Whether investors know it or not, their asset manager may well be ripping them off. Though fees charged on unit trust investments need not be complicated or high, too often they are both. And these charges are eating away at people’s investment returns.

If an investment is earning an after-inflation return of 6%/year and costs 1% in fees, the investor is losing 17% of that return (1% divided by 6% or 1% of 6%) each year to fees. This compounds over time, eroding investment returns. (All fees quoted in this article exclude Vat.)

"The [investment] industry is structured in a way that is disempowering and confusing, and pushes people into a very expensive model," says Steven Nathan, CEO of 10X Investments.

"Always ask yourself: who is charging me this fee, for what service, and how am I paying for it?" Nathan says.

"Any discussion about fees must be held in the context of returns. Get the 6% real return at the lowest cost."

Unit trusts generally have three major categories of fees: platform fees, asset management fees and advice fees.

* Platform fees

Linked investment service providers (Lisps), such as Allan Gray and Stanlib, enable you to invest in a wide range of unit trust funds through their single platform. They charge a platform fee for this service, which is generally waived if you invest only in their funds.

If you invest by means of a straightforward monthly debit order, you can avoid Lisp charges by going directly to an asset manager and investing in its unit trust funds, says Warren Ingram, executive director at Galileo Capital.

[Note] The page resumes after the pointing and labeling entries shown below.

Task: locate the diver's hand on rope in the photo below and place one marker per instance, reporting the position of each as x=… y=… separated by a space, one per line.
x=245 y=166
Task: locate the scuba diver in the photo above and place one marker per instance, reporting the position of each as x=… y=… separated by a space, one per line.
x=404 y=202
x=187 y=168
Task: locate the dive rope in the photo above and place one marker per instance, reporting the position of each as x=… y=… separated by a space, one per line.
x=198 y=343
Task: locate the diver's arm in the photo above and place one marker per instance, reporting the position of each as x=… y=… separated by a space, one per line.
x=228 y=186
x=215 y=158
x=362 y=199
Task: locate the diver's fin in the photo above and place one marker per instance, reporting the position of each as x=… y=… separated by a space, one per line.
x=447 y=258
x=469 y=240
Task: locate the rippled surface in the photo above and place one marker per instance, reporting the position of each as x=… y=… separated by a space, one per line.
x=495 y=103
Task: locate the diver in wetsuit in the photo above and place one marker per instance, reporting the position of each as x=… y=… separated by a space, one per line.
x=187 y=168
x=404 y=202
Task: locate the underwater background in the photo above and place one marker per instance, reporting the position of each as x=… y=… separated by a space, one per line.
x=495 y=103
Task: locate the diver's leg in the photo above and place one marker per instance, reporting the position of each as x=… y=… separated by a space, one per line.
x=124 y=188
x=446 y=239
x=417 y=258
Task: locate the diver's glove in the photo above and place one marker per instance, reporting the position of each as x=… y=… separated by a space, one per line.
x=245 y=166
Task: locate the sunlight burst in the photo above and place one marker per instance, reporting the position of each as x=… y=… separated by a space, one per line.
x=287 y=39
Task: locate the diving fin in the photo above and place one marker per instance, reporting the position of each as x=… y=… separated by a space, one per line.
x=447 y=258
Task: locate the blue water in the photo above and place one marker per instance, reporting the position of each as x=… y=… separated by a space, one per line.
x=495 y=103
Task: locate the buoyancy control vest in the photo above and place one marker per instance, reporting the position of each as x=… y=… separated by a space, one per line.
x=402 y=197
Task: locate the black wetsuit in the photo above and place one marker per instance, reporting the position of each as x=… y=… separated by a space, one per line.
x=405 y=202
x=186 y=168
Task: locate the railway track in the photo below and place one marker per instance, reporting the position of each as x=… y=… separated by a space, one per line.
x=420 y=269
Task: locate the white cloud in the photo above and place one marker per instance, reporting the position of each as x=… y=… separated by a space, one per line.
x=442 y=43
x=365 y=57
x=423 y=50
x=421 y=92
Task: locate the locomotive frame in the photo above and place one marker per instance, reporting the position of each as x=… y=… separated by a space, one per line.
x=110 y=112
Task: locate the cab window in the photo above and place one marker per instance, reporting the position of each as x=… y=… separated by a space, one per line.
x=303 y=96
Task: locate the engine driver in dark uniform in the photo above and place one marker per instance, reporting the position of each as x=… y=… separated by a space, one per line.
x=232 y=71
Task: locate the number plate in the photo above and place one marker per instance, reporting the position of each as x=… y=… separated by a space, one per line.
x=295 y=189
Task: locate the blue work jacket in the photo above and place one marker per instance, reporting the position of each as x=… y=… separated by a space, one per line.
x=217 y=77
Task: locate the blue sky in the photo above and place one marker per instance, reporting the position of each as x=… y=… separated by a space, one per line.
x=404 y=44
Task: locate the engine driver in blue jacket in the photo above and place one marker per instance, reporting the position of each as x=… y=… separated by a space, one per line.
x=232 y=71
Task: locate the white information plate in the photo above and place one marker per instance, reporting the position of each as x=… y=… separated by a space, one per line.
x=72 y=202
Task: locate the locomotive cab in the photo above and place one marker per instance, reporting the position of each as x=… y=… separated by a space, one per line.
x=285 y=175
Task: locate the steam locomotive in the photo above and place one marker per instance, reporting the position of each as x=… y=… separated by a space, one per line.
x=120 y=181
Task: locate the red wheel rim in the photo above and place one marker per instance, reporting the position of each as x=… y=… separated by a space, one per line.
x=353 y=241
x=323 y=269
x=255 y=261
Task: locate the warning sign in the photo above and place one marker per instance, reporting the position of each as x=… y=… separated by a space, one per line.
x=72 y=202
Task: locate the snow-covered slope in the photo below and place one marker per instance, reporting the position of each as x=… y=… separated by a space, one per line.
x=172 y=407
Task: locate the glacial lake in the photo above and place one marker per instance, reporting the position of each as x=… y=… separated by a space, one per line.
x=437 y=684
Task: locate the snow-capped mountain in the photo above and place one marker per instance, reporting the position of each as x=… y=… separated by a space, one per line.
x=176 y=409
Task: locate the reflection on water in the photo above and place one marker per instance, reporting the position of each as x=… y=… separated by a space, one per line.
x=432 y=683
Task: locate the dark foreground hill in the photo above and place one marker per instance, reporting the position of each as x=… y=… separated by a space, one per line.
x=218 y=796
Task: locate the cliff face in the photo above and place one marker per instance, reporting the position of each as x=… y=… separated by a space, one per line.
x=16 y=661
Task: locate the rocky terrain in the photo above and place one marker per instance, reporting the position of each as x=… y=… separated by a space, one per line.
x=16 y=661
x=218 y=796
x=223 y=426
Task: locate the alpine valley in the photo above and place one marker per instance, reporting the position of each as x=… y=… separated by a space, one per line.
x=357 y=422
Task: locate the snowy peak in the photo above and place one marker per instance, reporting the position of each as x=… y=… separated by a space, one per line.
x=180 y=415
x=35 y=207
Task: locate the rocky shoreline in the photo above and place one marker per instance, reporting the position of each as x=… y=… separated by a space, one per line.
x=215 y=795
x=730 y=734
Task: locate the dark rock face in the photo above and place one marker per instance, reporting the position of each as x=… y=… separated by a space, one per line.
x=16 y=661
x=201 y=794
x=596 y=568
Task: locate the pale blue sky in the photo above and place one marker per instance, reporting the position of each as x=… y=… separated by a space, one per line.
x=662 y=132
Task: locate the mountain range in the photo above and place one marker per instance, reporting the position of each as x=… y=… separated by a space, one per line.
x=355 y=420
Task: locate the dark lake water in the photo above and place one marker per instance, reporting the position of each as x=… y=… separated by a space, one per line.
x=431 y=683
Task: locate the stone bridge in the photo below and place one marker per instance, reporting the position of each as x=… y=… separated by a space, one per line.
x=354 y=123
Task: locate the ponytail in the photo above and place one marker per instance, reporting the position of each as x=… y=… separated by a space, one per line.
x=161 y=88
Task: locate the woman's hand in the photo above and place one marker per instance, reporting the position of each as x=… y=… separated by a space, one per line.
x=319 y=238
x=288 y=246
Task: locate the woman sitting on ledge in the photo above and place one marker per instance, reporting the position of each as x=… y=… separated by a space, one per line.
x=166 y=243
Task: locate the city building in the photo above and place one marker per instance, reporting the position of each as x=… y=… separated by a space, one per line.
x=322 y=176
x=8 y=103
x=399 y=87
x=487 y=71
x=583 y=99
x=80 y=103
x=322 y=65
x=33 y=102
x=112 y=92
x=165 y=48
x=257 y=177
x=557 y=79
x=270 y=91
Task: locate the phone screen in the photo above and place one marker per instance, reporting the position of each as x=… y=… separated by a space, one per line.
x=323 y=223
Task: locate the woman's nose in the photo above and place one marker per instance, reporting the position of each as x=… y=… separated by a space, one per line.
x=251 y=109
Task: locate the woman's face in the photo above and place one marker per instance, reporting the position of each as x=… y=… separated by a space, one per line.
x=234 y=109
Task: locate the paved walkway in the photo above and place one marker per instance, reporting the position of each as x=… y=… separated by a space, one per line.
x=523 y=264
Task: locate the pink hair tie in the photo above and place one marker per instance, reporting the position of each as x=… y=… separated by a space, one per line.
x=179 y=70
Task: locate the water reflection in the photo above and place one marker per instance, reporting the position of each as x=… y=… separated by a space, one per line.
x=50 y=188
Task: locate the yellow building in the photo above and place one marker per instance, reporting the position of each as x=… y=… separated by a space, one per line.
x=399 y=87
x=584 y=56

"As assets grow, it might make sense to aggregate them [later] onto one platform, as fees fall dramatically once assets exceed R1m, depending on the Lisp," Ingram says.

"If an investor does not have complex asset management needs, Lisps are probably not the most cost effective," agrees Jannie Leach, head of core investments at Nedgroup Investments.

* Asset management fees

According to Ingram, asset management or fund fees, charged on assets under management, could range from 0.3% at the lowest level (generally on a money market or index-tracking fund) to as high as 3.5% on hedge funds and high-equity balanced funds — this would include performance fees.

"I think an investor should expect to pay an annual fund fee of 1%-1.5% and try where possible to avoid performance fees. Try to go for a fixed fee," Ingram says.

This simplifies and reduces the fee structure, which can also be achieved by electing so-called passively managed funds over actively managed funds. The latter tend to be more costly since fund managers are being paid to actively manage the underlying investments in the fund, rather than doing the asset allocation upfront and then leaving the fund to track underlying indices.

The average cost difference between asset management fees on active and passive products ranges from 1% to 1.5%, says Leach.

"If you’re paying an active manager, ensure you’re getting real value.

"If you don’t know, [rather invest in] a passive fund, as it will cost you less and have a long-term performance benefit," Ingram says.

Research by S&P Dow Jones Indices shows that over the five years to December 2015, 74% of domestic equity funds and 96% of global funds managed from SA trailed their benchmarks, indicating a persistent pattern of underperformance by active managers.

* Advice fees

Financial advisers can charge a maximum 3% upfront fee on the amount invested and an annual fee as a percentage of assets under management. Investors should ask their financial advisers what fees they are charging and for what service, and whether these are being charged at their maximum limits.

A person investing R1m whose adviser charges an upfront fee of 3%, has the invested amount immediately cut to R970,000 before investment has even started.

"It is not common practice for advisers to charge these upfront fees, so investors should question their advisers if they see this type of fee," Ingram says.

"I would rather pay a fixed upfront rand amount to an adviser for developing and implementing a plan."

Ingram believes the annual fee correctly provides an adviser with the incentive to ensure the investor’s assets are growing, since the amount is charged on the assets under management.

"What very few people know is that you can negotiate advice fees," says Nathan.

As of October 1, members of the Association for Savings & Investment SA — in other words most life insurers and asset managers — will have to disclose the effective annual cost for each of these categories of fees and for the financial product as a whole, making it easier for consumers and advisers to compare charges on retail investment products.